As a Portland “native,” I’ve seen the City of Roses go through plenty of changes, transforming from a sleepy and oft-overlooked Northwest port city to a national hot spot for all things culinary—and hipsterish. I’ve walked through Portland’s finest parks countless times, and spent hours curling up amongst the stacks at the massive Powell’s City of Books.
I’ve also seen the city through the eyes of an outsider, coming back recently after years spent abroad, allowing me to rediscover my hometown through fresh eyes. Here’s how I would suggest spending three days in the city for any newcomer who wants to experience a blend of Portland old and new.
Always have a hooded waterproof jacket on hand.
If you only have time for one thing, make it Powell’s City of Books.
Devote your first day to getting familiar with Portland, like a Portlander, by renting a bicycle or heading out to visit some of the city’s famous food cart “pods” on a guided bicycle tour.
In the afternoon, head out on a small-group walking tour in downtown Portland. A variety of options are available, including tours that focus on architecture and parks, the local arts scene, or the weird side of Portland.
If you're itching to take some fantastic photos of the city, then get up early on your second day in town and head out for a sunrise trip on Portland's aerial tram and onwards to two more rooftops in Old Town. After your tour, walk over to Powell’s City of Books, the largest new and used independent bookstore in the world.

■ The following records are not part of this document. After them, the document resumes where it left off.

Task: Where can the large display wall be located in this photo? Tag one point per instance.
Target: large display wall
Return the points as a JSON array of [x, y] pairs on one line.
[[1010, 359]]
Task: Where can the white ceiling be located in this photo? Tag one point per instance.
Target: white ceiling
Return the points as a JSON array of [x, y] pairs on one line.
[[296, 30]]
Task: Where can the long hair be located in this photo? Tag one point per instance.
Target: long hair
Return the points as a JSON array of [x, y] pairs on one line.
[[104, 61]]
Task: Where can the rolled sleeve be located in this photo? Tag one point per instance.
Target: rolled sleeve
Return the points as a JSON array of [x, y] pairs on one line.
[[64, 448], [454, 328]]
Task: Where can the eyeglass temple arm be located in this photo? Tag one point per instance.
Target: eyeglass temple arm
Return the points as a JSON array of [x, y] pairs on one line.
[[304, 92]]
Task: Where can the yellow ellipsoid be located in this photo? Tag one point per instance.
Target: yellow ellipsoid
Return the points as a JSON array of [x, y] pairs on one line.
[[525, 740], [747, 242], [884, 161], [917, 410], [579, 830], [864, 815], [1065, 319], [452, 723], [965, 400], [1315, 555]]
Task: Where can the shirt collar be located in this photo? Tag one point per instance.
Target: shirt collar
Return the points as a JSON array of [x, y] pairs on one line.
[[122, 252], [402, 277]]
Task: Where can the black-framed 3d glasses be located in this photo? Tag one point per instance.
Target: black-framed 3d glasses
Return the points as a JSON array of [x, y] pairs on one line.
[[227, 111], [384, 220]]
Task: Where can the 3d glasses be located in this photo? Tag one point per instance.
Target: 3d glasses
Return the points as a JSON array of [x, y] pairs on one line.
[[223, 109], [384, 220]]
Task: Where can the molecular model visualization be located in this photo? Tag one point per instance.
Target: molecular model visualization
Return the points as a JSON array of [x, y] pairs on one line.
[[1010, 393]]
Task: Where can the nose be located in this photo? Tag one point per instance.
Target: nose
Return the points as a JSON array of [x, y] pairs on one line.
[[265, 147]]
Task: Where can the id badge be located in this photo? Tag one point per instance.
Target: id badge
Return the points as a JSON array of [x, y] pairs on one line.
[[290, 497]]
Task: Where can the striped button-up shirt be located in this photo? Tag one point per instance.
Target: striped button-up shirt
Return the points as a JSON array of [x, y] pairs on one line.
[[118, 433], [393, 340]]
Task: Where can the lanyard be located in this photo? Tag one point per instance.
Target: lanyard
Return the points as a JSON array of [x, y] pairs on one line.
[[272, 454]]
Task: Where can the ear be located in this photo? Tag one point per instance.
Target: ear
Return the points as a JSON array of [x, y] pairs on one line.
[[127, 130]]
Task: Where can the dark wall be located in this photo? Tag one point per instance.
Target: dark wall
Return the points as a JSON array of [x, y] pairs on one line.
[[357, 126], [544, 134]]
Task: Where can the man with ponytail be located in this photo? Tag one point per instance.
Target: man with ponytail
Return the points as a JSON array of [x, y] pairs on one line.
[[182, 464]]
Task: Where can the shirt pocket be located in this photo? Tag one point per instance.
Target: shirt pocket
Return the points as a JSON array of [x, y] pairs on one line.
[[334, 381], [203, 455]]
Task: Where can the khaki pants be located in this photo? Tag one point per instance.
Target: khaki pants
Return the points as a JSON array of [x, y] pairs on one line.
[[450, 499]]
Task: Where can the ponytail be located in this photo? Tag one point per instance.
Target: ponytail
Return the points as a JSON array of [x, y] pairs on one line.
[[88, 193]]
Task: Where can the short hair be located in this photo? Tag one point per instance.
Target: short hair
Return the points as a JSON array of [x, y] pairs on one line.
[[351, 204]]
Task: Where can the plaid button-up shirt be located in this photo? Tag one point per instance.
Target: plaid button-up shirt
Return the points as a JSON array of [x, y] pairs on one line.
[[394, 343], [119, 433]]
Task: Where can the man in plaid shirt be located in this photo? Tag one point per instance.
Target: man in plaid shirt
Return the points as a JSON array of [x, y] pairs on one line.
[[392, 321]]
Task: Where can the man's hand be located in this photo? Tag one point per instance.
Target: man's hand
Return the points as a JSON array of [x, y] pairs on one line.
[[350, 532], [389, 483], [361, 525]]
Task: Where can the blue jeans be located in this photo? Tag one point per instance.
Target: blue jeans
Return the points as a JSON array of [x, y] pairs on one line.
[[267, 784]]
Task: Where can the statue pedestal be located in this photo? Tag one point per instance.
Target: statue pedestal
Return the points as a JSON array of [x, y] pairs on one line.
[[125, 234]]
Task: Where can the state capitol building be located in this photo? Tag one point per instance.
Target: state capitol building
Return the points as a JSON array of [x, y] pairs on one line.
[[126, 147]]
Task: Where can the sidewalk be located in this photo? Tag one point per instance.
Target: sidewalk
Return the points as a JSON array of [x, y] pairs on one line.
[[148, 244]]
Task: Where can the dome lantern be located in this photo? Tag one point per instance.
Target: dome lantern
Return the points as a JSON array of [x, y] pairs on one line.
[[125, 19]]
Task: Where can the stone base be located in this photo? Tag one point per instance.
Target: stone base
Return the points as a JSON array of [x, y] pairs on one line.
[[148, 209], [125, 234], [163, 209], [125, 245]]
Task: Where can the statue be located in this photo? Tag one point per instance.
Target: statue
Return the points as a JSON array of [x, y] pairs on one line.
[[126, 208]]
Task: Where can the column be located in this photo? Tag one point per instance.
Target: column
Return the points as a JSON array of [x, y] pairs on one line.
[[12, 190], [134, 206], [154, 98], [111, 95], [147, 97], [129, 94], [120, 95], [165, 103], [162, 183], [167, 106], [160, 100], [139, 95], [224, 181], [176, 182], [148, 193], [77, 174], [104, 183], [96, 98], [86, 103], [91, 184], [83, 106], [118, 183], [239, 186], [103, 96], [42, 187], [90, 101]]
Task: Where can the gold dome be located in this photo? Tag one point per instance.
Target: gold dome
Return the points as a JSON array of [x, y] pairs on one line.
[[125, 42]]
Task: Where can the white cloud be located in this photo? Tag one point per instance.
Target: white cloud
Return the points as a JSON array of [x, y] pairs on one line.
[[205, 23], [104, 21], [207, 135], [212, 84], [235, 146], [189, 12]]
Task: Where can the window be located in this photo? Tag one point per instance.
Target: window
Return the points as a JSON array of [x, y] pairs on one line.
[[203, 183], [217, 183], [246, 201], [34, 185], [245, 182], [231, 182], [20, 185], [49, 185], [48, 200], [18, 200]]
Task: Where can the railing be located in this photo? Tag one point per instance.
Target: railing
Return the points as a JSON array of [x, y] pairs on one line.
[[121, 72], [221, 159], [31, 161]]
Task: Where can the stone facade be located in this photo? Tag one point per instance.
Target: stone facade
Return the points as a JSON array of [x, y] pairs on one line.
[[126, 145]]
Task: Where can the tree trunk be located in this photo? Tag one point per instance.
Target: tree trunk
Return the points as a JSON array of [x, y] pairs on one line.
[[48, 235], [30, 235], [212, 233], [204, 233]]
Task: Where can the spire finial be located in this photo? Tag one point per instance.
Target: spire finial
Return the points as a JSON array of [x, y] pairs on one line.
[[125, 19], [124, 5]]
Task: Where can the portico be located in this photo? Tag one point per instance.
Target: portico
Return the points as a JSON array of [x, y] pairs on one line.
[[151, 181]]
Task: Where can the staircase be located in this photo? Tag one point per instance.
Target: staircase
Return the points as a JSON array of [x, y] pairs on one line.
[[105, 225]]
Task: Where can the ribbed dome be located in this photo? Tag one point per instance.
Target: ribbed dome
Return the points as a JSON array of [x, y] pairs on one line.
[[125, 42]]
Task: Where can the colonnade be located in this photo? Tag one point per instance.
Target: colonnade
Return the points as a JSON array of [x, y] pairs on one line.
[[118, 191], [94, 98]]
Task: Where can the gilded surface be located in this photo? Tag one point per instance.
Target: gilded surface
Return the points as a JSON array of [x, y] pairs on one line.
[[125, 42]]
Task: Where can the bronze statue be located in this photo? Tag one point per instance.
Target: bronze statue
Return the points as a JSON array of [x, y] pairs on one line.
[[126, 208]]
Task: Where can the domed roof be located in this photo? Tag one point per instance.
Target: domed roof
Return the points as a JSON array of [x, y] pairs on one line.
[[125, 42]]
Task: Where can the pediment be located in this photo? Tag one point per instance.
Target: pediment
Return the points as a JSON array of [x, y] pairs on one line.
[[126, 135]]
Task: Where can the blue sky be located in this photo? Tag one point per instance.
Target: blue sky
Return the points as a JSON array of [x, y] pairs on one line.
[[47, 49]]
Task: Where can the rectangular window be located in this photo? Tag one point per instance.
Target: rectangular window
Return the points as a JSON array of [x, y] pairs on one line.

No visit to Portland is complete without a trip out to the beautiful Columbia Gorge region, a short drive from town. If you don’t have a rental car or don’t want to deal with finding parking or applying for a summertime Gorge permit, your best bet is to sign up for a half-day hiking tour that allows you the chance to visit the Gorge simply and easily.
In the evening, wrap your Portland visit up with a dinner cruise along the Willamette River aboard the Portland Spirit for beautiful views of the city’s illuminated skyline.